Projet de renforcement de la ligne THT : les réunions et le bras de fer continuent

Extrait de nord éclair, le 14/02/2013

Mardi soir, une deuxième réunion publique était organisée à Courcelles concernant le projet de renforcement de la ligne Avelin-Gavrelle. Devant une salle quasi-vide, le bras de fer a continué, entre les suspicions des anti-THT qui jugent le projet inutile et les dirigeants RTE qui veulent absolument montrer patte blanche dans un dossier qu'ils estiment nécessaire.

Avant même d'entrer dans la salle des fêtes de Courcelles, c'est le collectif anti-THT qui donne le ton. En distribuant des tracts, les membres attaquent fort contre le projet de RTE (réseau de transport d'électricité) visant à renforcer la ligne très haute tension à 400 000 volts entre Avelin et Gavrelle.

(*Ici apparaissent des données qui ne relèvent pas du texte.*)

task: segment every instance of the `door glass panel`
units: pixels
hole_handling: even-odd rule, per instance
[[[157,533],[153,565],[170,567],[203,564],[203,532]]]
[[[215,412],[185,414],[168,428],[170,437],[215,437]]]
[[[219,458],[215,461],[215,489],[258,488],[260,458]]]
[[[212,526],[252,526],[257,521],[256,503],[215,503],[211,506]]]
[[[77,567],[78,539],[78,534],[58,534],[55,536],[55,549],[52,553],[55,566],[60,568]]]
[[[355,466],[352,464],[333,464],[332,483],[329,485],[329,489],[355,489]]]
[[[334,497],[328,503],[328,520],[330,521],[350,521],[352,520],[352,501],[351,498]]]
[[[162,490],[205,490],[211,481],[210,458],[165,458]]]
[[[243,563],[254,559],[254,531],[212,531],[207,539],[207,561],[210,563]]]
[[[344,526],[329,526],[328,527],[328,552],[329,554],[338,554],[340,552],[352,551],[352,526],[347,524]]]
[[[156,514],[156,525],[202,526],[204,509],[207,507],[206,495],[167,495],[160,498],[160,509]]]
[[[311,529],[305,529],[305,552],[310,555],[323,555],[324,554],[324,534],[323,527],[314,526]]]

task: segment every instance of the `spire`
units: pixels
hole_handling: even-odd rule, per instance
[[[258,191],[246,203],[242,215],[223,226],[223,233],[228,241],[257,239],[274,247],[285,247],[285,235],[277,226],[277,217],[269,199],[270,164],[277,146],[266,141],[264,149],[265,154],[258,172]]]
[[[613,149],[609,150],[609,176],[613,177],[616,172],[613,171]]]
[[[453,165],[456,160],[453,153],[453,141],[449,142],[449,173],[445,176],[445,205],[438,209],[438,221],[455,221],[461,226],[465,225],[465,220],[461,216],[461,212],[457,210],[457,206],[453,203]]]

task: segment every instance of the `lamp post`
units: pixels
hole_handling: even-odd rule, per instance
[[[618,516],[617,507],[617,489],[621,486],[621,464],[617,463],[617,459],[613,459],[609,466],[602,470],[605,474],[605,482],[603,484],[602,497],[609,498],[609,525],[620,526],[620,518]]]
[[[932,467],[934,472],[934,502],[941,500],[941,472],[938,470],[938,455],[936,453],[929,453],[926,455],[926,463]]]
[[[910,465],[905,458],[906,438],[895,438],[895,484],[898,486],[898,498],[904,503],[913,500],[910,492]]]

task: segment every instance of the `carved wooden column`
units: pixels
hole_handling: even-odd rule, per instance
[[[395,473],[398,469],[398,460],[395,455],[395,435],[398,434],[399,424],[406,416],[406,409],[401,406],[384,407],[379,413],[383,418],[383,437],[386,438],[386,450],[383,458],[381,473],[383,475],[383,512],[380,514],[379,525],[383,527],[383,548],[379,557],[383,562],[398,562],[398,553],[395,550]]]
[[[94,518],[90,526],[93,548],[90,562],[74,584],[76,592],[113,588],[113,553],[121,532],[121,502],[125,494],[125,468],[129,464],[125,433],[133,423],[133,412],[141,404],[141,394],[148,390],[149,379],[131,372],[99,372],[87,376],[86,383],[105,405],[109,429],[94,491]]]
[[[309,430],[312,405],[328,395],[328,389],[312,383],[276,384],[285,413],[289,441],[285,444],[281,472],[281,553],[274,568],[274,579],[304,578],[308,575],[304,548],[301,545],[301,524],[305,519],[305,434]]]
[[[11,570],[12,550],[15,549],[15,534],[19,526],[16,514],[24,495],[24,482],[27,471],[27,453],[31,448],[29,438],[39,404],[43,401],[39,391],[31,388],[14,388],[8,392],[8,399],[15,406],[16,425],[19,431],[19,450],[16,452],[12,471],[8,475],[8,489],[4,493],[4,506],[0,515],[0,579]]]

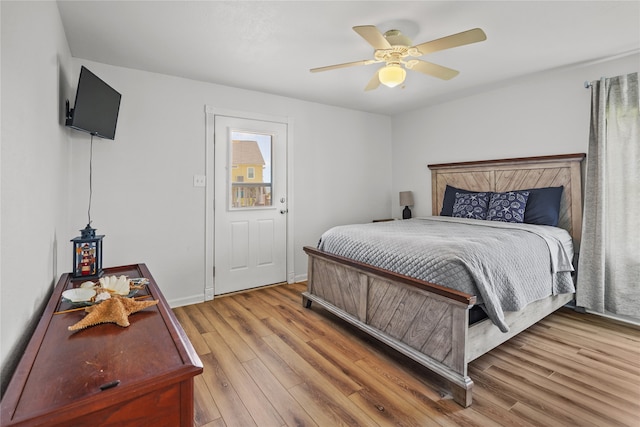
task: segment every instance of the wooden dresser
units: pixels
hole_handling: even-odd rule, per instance
[[[2,426],[193,424],[193,377],[202,362],[151,273],[137,264],[104,274],[149,279],[136,296],[148,293],[158,305],[129,316],[126,328],[107,323],[71,332],[84,310],[54,313],[68,308],[62,292],[83,280],[64,274],[0,403]]]

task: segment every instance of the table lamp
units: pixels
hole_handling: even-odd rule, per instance
[[[404,206],[402,219],[411,218],[411,209],[409,209],[409,206],[413,206],[413,193],[411,191],[400,192],[400,206]]]

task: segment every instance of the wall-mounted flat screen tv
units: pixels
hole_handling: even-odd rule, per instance
[[[66,125],[100,138],[114,139],[120,98],[120,93],[83,66],[76,102],[71,110],[67,106]]]

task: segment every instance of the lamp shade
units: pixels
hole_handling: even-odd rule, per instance
[[[398,86],[404,81],[406,76],[407,72],[400,64],[389,64],[378,72],[380,83],[388,87]]]
[[[411,191],[400,192],[400,206],[413,206],[413,193]]]

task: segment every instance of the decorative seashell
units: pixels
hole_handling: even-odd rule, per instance
[[[129,295],[129,279],[127,276],[106,276],[100,278],[100,286],[118,295]]]
[[[96,294],[94,289],[87,288],[73,288],[67,289],[62,293],[62,298],[71,302],[84,302],[89,301]]]
[[[114,290],[118,295],[129,295],[131,289],[129,287],[129,279],[127,279],[127,276],[118,277]]]
[[[104,276],[101,277],[98,281],[100,282],[101,288],[112,289],[113,286],[115,286],[115,283],[118,281],[118,278],[116,276]]]
[[[109,284],[111,283],[111,280],[109,280],[110,277],[111,276],[104,276],[98,279],[98,283],[100,283],[102,289],[109,289]]]
[[[109,292],[100,292],[96,295],[96,302],[104,301],[111,298],[111,294]]]
[[[80,285],[81,288],[85,288],[85,289],[93,289],[96,287],[96,284],[93,283],[92,281],[88,280],[86,282],[82,282],[82,284]]]

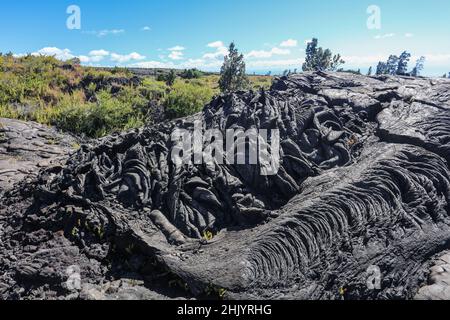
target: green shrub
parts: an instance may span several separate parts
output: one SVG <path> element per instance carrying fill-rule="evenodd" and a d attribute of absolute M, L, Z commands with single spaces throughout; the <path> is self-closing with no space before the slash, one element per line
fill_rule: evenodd
<path fill-rule="evenodd" d="M 202 76 L 203 72 L 197 69 L 186 69 L 180 74 L 180 77 L 183 79 L 199 79 Z"/>
<path fill-rule="evenodd" d="M 17 119 L 19 118 L 19 114 L 14 108 L 0 104 L 0 118 Z"/>
<path fill-rule="evenodd" d="M 177 74 L 175 73 L 175 70 L 170 70 L 170 72 L 166 75 L 166 85 L 168 87 L 172 87 L 176 80 Z"/>
<path fill-rule="evenodd" d="M 165 101 L 167 115 L 180 118 L 195 114 L 200 112 L 212 97 L 211 88 L 176 82 Z"/>
<path fill-rule="evenodd" d="M 149 101 L 161 101 L 166 97 L 169 87 L 165 84 L 165 81 L 145 78 L 138 90 Z"/>
<path fill-rule="evenodd" d="M 114 131 L 123 131 L 144 124 L 143 117 L 131 104 L 115 99 L 107 91 L 96 96 L 96 103 L 64 101 L 54 124 L 63 130 L 99 138 Z"/>

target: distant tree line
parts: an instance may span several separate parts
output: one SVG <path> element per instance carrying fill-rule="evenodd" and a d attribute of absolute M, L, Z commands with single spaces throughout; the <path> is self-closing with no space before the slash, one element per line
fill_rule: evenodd
<path fill-rule="evenodd" d="M 203 72 L 197 69 L 185 69 L 181 74 L 180 77 L 183 79 L 199 79 L 203 77 Z"/>
<path fill-rule="evenodd" d="M 411 60 L 411 54 L 407 51 L 402 52 L 399 56 L 390 55 L 387 61 L 380 61 L 376 67 L 376 75 L 406 75 L 418 77 L 422 73 L 425 65 L 425 57 L 422 56 L 415 62 L 414 67 L 409 70 L 408 65 Z M 361 69 L 350 70 L 343 69 L 341 66 L 345 64 L 340 54 L 333 54 L 330 49 L 319 47 L 317 38 L 313 38 L 306 48 L 306 58 L 302 65 L 302 70 L 307 71 L 337 71 L 354 74 L 361 74 Z M 291 71 L 286 69 L 283 76 L 289 76 L 297 73 L 297 69 Z M 373 67 L 370 66 L 367 72 L 368 76 L 374 73 Z M 272 73 L 267 73 L 270 76 Z M 224 64 L 220 71 L 219 87 L 222 92 L 230 92 L 242 90 L 248 87 L 248 78 L 245 73 L 244 56 L 238 52 L 234 43 L 230 44 L 229 53 L 224 58 Z M 450 73 L 443 76 L 450 78 Z"/>
<path fill-rule="evenodd" d="M 414 66 L 414 68 L 408 72 L 408 64 L 411 60 L 411 54 L 407 51 L 403 51 L 400 56 L 390 55 L 386 62 L 380 61 L 377 65 L 376 75 L 400 75 L 400 76 L 412 76 L 418 77 L 422 72 L 425 65 L 425 57 L 420 57 Z M 371 75 L 372 69 L 370 69 Z"/>

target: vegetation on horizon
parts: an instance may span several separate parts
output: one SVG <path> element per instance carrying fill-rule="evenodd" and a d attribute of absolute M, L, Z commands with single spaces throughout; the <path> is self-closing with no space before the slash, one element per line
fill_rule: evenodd
<path fill-rule="evenodd" d="M 420 76 L 425 57 L 408 72 L 410 59 L 406 51 L 391 55 L 378 64 L 375 74 Z M 319 47 L 314 38 L 307 45 L 302 69 L 361 74 L 360 69 L 340 68 L 344 63 L 340 54 Z M 367 75 L 372 72 L 370 67 Z M 244 56 L 234 43 L 220 75 L 197 69 L 158 69 L 148 75 L 126 68 L 84 67 L 76 58 L 64 62 L 48 56 L 0 53 L 0 117 L 36 121 L 98 138 L 195 114 L 220 93 L 267 89 L 272 84 L 270 74 L 248 76 Z M 290 74 L 291 70 L 285 70 L 283 76 Z"/>
<path fill-rule="evenodd" d="M 380 61 L 377 65 L 376 75 L 401 75 L 418 77 L 422 72 L 425 64 L 425 57 L 420 57 L 414 66 L 414 68 L 408 72 L 408 64 L 411 60 L 411 54 L 407 51 L 403 51 L 400 56 L 390 55 L 386 62 Z"/>
<path fill-rule="evenodd" d="M 78 59 L 0 54 L 0 117 L 98 138 L 199 112 L 220 93 L 218 75 L 178 74 L 137 77 L 125 68 L 83 67 Z M 250 79 L 254 89 L 272 83 L 266 76 Z"/>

Mais peu d'oreilles sont là pour les entendre. Ce que regrette aussi Jean-Louis Carlier, directeur de projets à RTE, en introduction de réunion publique. « C'est d'abord un constat désolant : nous ne sommes pas nombreux dans la salle », lance-t-il après avoir donné la parole au maire de Courcelles, Ernest Vendeville, farouche défenseur du projet. « Ici, la ligne passe par les champs, y'a pas de maisons en dessous donc pas de danger. J'espère que le projet va aboutir si on veut avoir de l'électricité chez soi. » La réunion peut commencer, sous l'oeil vigilant d'un nouvel acteur : un garant de la commission nationale du débat public. « Je suis là pour veiller à la bonne mise en oeuvre de l'information du public et à sa participation au débat », précise Bernard Fery. Mais, comme pour tous les intervenants, censés être « neutres », sa partialité sera mise en doute par les anti-THT, Pierre Rose en tête. « C'est quelqu'un qui devrait être au-dessus de la mêlée, alors pourquoi avez-vous dit que vous pensez que ce projet irait à son terme ?»

Voilà le problème, les dirigeants de RTE sont visiblement là pour peaufiner les « détails » (tracés, dispositifs techniques, design des pylônes, etc.) d'un projet qui, selon eux, « doit voir le jour » (ils sont prêts à dépenser entre 115 et 135 millions d'euros pour cela). Un projet dont les anti-THT ne veulent pas. Du coup, pendant que RTE parle de comment mettre en place la ligne, les anti-THT répètent son inutilité, voire même sa dangerosité. Bref, les ondes ne sont déjà pas sur la même longueur.